Short At the time of Griffith's Valuation Isabella Short held the lands of Cloontakilla and Attavally and also part of Atticonaun in the parish of Kilcommon, barony of Erris, county Mayo. Noone makes reference to Atticonaun having been in the possession of Major Charles Short and his family from the 1830s. Cloontakilla and Attavally were originally leased by Sir Arthur Shaen to Francis Nash in 1724 and were advertised for sale in the Encumbered Estates' Court in May 1858.
Tollett The Reverend John Tollett came to the parish of Kilcommon Erris, county Mayo, with the group of English Protestant settlers introduced by Sir Arthur Shaen in the early 18th century. George Tollett sold his estate at Moyrahan, parish of Kilmore, barony of Erris, county Mayo, to Mathew Atkinson in April 1850.
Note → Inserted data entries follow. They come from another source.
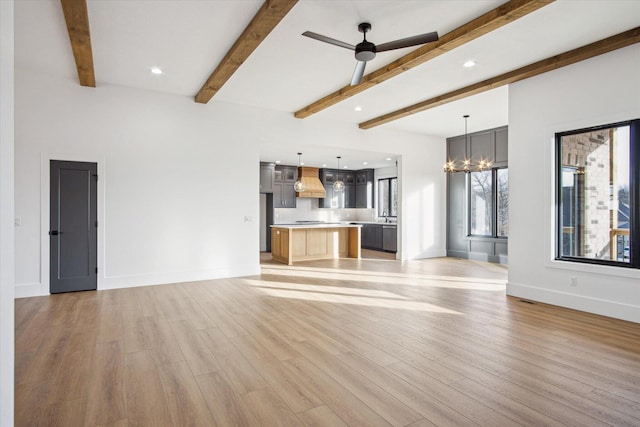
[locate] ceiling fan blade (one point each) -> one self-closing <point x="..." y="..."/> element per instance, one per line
<point x="358" y="73"/>
<point x="407" y="42"/>
<point x="329" y="40"/>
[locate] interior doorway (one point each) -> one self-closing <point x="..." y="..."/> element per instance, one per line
<point x="73" y="226"/>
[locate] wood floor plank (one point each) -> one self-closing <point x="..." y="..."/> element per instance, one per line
<point x="200" y="359"/>
<point x="518" y="412"/>
<point x="384" y="404"/>
<point x="106" y="396"/>
<point x="328" y="342"/>
<point x="269" y="410"/>
<point x="65" y="413"/>
<point x="429" y="407"/>
<point x="240" y="373"/>
<point x="146" y="400"/>
<point x="224" y="402"/>
<point x="184" y="399"/>
<point x="72" y="376"/>
<point x="295" y="393"/>
<point x="321" y="416"/>
<point x="348" y="407"/>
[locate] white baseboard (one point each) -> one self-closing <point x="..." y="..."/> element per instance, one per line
<point x="613" y="309"/>
<point x="435" y="253"/>
<point x="119" y="282"/>
<point x="27" y="290"/>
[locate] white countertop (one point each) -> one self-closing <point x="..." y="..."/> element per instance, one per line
<point x="294" y="226"/>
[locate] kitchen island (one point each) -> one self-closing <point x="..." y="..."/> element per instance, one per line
<point x="292" y="243"/>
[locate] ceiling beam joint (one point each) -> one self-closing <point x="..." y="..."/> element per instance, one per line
<point x="268" y="17"/>
<point x="600" y="47"/>
<point x="77" y="20"/>
<point x="480" y="26"/>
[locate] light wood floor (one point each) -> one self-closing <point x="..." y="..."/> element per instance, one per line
<point x="336" y="342"/>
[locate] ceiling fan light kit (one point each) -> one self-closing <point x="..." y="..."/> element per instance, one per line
<point x="365" y="50"/>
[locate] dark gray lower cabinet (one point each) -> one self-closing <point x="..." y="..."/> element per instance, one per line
<point x="371" y="237"/>
<point x="379" y="237"/>
<point x="389" y="238"/>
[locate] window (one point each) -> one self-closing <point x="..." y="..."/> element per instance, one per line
<point x="388" y="197"/>
<point x="489" y="203"/>
<point x="598" y="189"/>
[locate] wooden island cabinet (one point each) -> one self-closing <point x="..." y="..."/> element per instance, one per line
<point x="292" y="243"/>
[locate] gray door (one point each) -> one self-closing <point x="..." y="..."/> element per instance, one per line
<point x="73" y="232"/>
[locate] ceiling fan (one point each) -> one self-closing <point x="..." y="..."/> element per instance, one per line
<point x="366" y="51"/>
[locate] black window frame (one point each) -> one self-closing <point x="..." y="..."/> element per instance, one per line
<point x="494" y="206"/>
<point x="389" y="198"/>
<point x="634" y="196"/>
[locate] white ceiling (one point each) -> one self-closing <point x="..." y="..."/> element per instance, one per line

Gamble/Gambell A family who settled in the barony of Erris early in the 18th century when they were leased lands by Sir Arthur Shaen. Arthur Gamble sold his life interest in more than 400 acres in county Mayo in November 1872, along with 609 acres in county Westmeath. The Irish Times reported that the Mayo property was sold to Mr. James C. MacDonnell. On 5 June 1860 Arthur Gamble of Washbrook, county Westmeath married Alicia Frances, daughter of William Fetherstonhaugh of Carrick, county Westmeath. Their second daughter, Alicia Fanny, married Henry Charles Gregory, solicitor and Land Commissioner in 1884 as his second wife.
Irwin (Erris) On 11 June 1707 Sir Arthur Shaen leased the lands of Lenarevagh, parish of Kilcommon, barony of Erris, county Mayo, to John Irwin. In 1852 George and John Irwin advertised for sale an undivided moiety of their lands. In 1876 William and Thomas Irwin each owned 555 acres in county Mayo.
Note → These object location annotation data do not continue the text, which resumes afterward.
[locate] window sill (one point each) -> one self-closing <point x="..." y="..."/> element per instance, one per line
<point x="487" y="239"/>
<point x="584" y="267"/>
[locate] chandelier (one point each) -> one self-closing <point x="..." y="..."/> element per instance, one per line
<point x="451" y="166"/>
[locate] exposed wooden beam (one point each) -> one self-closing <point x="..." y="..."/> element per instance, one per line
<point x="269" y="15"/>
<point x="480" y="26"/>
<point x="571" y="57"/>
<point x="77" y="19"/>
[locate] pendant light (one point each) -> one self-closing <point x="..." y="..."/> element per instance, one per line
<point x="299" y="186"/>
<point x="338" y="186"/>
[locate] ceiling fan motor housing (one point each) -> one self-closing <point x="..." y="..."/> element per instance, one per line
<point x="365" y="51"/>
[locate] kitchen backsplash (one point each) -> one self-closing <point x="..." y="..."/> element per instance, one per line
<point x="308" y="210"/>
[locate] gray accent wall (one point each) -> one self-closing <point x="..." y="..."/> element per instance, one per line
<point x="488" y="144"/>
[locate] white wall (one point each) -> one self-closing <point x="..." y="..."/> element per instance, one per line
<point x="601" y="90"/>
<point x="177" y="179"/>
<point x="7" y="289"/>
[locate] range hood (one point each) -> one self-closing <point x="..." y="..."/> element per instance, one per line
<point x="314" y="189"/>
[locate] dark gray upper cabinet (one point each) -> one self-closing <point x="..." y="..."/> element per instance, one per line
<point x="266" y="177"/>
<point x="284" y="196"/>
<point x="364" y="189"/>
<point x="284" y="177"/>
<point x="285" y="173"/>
Carey In the mid 19th century the Carey family, merchants of Belmullet, held lands in the parish of Kilcommon, barony of Erris, county Mayo. In 1863-1864 they sold Glenturk More and part of Glenturk Beg in the Landed Estates' Court. These lands were originally leased to Catherine Houston by Sir Arthur Shaen. In 1876 Mrs John Carey of Pickle Point, Belmullet, owned 1155 acres in county Mayo. John Carey sold 1,807 acres to the Congested Districts' Board on 28 Mar 1906 and Michael Carey sold 1,402 acres to the Board on 24 Apr 1913.
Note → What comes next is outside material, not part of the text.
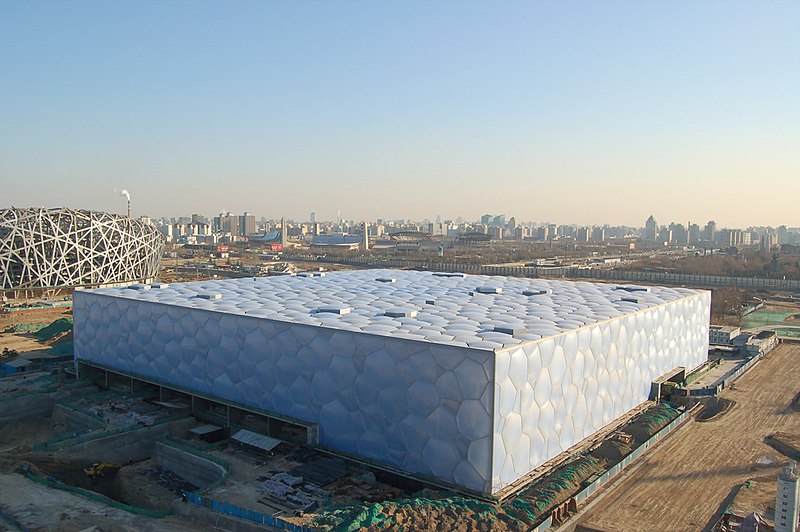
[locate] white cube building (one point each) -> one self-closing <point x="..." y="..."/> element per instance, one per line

Mahon (Castlegar) The Mahons were settled at Castlegar from the early 18th century. In 1711 the Earl of Clanricarde leased Castlegar to Bryan Mahon for lives renewable for ever. They intermarried on a number of occasions with members of the Browne family of Westport. In 1819 the head of the family became a baronet. In the 1830s, at the time of the first Ordnance Survey, Ross Mahon was the proprietor of several townlands in the parish of Ahascragh. The Mahon estate was one of the principal lessors in the parish of Grange, barony of Loughrea at the time of Griffith's Valuation. Mr. Charles Filgate acted as agent for this property. The Mahons also held extensive lands in the baronies of Clonmacnowen and Killian. In the 1870s the Castlegar estate amounted to over 8000 acres in county Galway as well as over 800 acres in the parish of Termonbarry, barony of Ballintober North, county Roscommon dated 1708. The county Roscommon estate was held on a lease for lives renewable for ever from Sir Arthur Shaen of Kilmore, county Roscommon. In 1906 Sir William Mahon held over 1200 acres of untenanted land in the Ahascragh area. MacLochlainn writes that most of the estate was sold to the Land Commission in 1977. The Mahon Papers, which document their estates in counties Galway and Roscommon, are available for consultation in the National Library of Ireland, Kildare Street, Dublin.